MPs install malware across every computer in the UK

Members of Parliament voted yesterday 189 to 47 for the new Digital Economy Bill, which would effectively install one of the most cunning pieces of malware ever devised, across every internet ready device in the UK.

 

The bill itself is a rather sprawling piece of legislation attempting to address an eclectic bunch of issues, from the role of Channel 4, to video game classification, to internet usage.  The most contentious parts of the bill are concerned specifically with file sharing on the internet, and specifically with the illicit distribution of copyrighted content.
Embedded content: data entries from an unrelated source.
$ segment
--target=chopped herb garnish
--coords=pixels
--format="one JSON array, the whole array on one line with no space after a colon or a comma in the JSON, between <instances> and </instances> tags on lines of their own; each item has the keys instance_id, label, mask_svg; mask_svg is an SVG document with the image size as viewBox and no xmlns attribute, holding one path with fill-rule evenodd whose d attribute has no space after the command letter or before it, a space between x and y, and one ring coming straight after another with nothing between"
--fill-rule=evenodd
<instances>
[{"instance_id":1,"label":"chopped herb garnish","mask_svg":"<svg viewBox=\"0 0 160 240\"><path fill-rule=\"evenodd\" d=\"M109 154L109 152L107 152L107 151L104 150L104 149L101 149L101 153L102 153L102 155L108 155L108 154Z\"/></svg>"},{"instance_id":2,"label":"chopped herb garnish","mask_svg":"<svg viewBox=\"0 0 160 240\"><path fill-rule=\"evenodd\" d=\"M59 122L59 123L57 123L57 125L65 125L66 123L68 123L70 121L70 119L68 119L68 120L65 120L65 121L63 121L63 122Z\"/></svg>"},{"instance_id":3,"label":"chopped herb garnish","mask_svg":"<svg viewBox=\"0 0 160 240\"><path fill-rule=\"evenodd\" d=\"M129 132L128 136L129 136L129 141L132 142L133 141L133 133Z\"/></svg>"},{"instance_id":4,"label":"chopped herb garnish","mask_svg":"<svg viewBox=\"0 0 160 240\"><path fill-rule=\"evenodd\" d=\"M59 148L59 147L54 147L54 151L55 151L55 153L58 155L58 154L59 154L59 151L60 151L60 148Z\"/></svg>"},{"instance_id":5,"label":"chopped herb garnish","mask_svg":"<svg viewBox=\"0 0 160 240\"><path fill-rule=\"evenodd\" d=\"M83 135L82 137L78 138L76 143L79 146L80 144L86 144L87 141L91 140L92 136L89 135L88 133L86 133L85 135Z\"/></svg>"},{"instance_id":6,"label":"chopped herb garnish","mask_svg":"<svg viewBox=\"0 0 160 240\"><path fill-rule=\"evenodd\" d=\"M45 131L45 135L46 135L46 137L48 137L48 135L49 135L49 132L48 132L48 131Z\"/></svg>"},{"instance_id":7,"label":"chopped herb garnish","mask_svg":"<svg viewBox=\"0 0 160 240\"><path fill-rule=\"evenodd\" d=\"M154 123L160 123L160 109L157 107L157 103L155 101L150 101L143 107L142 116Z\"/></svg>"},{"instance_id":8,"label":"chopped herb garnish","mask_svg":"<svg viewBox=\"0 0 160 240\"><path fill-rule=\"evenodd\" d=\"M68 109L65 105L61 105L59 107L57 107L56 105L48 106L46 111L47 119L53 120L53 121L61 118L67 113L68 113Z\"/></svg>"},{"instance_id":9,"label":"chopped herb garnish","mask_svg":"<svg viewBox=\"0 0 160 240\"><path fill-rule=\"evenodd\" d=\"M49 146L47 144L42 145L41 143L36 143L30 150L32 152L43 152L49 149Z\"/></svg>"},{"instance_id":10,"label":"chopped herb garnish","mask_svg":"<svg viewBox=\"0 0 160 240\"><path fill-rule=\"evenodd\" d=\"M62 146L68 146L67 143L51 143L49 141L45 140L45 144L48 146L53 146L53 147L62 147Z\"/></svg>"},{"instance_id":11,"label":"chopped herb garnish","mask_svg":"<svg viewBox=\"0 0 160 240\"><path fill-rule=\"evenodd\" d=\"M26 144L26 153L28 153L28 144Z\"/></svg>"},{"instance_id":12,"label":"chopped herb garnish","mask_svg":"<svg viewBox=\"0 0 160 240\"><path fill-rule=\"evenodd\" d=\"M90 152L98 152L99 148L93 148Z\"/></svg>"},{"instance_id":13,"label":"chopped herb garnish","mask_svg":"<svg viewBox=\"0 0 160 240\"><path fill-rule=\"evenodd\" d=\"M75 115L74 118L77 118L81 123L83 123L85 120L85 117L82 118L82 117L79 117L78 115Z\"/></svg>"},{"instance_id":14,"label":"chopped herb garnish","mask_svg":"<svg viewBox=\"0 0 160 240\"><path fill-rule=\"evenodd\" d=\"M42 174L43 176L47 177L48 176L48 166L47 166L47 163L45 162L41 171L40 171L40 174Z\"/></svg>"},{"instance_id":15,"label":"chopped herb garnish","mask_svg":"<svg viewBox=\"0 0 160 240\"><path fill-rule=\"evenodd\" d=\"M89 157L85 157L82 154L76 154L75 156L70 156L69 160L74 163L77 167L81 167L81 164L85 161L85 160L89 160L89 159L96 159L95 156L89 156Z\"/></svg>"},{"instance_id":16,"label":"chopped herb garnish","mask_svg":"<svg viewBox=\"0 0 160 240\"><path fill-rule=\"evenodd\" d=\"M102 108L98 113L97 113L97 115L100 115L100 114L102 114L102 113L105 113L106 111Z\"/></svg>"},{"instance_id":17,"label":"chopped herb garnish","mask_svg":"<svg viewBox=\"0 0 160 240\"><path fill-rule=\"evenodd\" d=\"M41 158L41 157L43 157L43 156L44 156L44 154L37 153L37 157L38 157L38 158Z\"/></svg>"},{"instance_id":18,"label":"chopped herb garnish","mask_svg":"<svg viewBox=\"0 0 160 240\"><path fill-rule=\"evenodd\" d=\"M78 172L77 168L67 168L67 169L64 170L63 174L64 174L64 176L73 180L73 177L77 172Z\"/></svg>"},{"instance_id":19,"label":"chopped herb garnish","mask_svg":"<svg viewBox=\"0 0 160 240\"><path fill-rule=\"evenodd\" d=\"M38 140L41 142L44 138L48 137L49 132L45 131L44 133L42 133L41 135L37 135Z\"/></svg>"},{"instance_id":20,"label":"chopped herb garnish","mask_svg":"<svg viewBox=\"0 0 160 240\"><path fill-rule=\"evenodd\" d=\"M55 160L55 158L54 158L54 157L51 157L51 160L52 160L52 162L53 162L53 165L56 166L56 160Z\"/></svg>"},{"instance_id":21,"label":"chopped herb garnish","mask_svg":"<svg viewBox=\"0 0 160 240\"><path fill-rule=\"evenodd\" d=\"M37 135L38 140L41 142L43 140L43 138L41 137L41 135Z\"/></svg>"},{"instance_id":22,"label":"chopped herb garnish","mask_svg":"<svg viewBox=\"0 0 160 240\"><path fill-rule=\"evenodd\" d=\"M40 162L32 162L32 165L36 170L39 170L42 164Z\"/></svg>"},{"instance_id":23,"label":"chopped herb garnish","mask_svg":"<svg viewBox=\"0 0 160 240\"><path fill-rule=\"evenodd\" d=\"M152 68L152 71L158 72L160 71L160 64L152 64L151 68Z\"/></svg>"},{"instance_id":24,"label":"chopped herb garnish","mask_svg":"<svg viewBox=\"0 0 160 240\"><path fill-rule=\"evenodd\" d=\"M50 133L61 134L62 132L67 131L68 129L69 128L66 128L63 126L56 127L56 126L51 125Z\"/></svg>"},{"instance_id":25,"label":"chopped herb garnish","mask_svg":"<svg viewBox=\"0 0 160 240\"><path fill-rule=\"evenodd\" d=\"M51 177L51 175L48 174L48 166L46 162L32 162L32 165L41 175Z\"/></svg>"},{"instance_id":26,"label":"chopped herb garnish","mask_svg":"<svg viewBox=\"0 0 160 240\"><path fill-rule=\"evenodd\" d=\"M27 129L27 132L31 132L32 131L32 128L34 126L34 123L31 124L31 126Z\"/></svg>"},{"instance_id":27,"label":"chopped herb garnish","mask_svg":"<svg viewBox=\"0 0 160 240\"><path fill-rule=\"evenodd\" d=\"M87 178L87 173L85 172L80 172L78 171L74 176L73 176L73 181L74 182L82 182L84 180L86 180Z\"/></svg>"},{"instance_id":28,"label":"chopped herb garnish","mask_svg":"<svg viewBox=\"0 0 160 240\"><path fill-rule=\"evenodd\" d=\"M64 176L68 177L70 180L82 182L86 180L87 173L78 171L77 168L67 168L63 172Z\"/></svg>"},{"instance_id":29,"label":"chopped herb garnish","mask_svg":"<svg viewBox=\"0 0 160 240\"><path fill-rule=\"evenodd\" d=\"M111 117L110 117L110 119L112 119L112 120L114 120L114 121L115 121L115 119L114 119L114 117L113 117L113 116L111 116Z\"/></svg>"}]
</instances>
Peer to peer file sharing is a great way of distributing content, and is an important (if normally unseen) part of the internet.  Universities, and free software organisations (such as vendors for Linux distributions) regularly use file sharing as a free, fast, and reliable way to get their product to the end user.

 

However it is also arbitrarily easy to share content for which you do not hold copyright.  Albums, movies and games regularly show up across these networks, and technical solutions to this problem by copyright holders invariably end up in an "arms race".  The holder will enforce some method to only to have it broken (sometimes hours after release), for them to try harsher technical measures, etc.

 

So copyright groups lobbied the UK government into creating a number of amendments to existing Acts, in a hash fisted attempt to "catch all" eventualities of copyright infringement.  Unfortunately the resultant laws now bear striking similarities to the type of software you pay to keep off your computer systems.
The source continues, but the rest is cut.